Kitabında sağlıklı işleyiş için önce insan ve ekosistem diyen yöneticilere de vurgu yapan Kıran, “Çağımızda büyük bir ekosistem ihlali görüyoruz. Ekosistemi ihmal ettiğimiz verdi ğimiz tüm çabalar boşa gidecek. Ekosistem kötü olduğunda ne kadar verimli olmaya çalışırsak çalışalım yaptıklarımız olumlu sonuç getirmeyecek. O bakımdan kalite çalışmalarının bir boyutu da ekosisteme zarar vermemek. Bunu iyileştirmek için bir yaklaşım getirdim: Kalite ve süreç yönetiminde muhatabımız müşterilerimizdir. Müşteriler ya satın alma faaliyetini durdururlar ya şikâyet mekanizması çalıştırırlar. Ama ne yazık ki ekosistemin böyle bir faaliyet yapma gücü yok. Bize yağmur, fırtına ve küresel ısınma gidi durumlarda geri bildirimlerde bulunuyor fakat doğrudan bir geri bildirim vermediği için biz doğayı kirletmeye devam ediyoruz. Bu nedenle kaliteye verdiğimiz önem kadar ekosisteme de öncelik vermemiz gerekiyor. Sürdürülebilir enerji kaynaklarına yönelmek ya da doğaya verdiğimiz olumsuz çıktıları en aza indirecek taktikler geliştirmeliyiz” diyerek daha sağlıklı sonuçlar için sürdürülebilirliğin önemine vurgu yapıyor.

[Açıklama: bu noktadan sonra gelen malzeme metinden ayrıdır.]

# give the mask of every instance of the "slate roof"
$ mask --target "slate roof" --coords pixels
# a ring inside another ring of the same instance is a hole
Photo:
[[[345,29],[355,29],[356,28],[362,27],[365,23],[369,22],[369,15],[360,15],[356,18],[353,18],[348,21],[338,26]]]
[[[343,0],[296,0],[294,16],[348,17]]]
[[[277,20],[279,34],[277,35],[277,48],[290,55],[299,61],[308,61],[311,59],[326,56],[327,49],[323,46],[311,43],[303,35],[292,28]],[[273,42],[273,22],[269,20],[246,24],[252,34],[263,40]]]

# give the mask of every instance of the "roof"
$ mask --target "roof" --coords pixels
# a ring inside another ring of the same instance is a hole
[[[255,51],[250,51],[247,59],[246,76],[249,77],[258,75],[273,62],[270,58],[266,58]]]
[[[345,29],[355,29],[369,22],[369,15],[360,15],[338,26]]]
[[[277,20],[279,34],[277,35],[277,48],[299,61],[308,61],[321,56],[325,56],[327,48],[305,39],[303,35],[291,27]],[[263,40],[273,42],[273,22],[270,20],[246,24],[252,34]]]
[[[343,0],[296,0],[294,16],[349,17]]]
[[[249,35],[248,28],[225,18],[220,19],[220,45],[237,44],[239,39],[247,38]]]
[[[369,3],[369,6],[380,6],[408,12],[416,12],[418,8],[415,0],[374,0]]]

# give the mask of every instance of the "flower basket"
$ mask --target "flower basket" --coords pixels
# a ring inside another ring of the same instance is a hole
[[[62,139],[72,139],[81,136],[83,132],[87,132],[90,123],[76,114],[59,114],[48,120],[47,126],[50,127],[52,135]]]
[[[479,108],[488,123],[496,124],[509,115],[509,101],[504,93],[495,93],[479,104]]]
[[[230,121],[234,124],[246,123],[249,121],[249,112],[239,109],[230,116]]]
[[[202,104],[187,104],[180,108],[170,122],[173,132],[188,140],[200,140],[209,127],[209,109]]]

Dünyada en ilginç oranlardan biri de 80/20 kuralı olabilir. Bu kural, ilk önce ekonomide gözlemlenmiş. İtalyan matematikçi Vilfredo Pareto, İtalya’nın topraklarının yüzde 80’inin, nüfusun yüzde 20’sine ait olduğunu keşfetmiş. Daha sonra bu oranın başka konularda da ortaya çıktığını fark edince hemen adını koymuş: Pareto ilkesi. Hemen her yerde “öngörülebilir bir dengesizlik” olduğunu ifade eden ve gelir adaletsizliği şeklinde tanımladığımız bu oran halen geçerli. Sonuç olarak kuralın basitçe tanımı şu olabilir: “Sonuçların büyük bir kısmından nedenlerin küçük bir kısmı sorumludur.”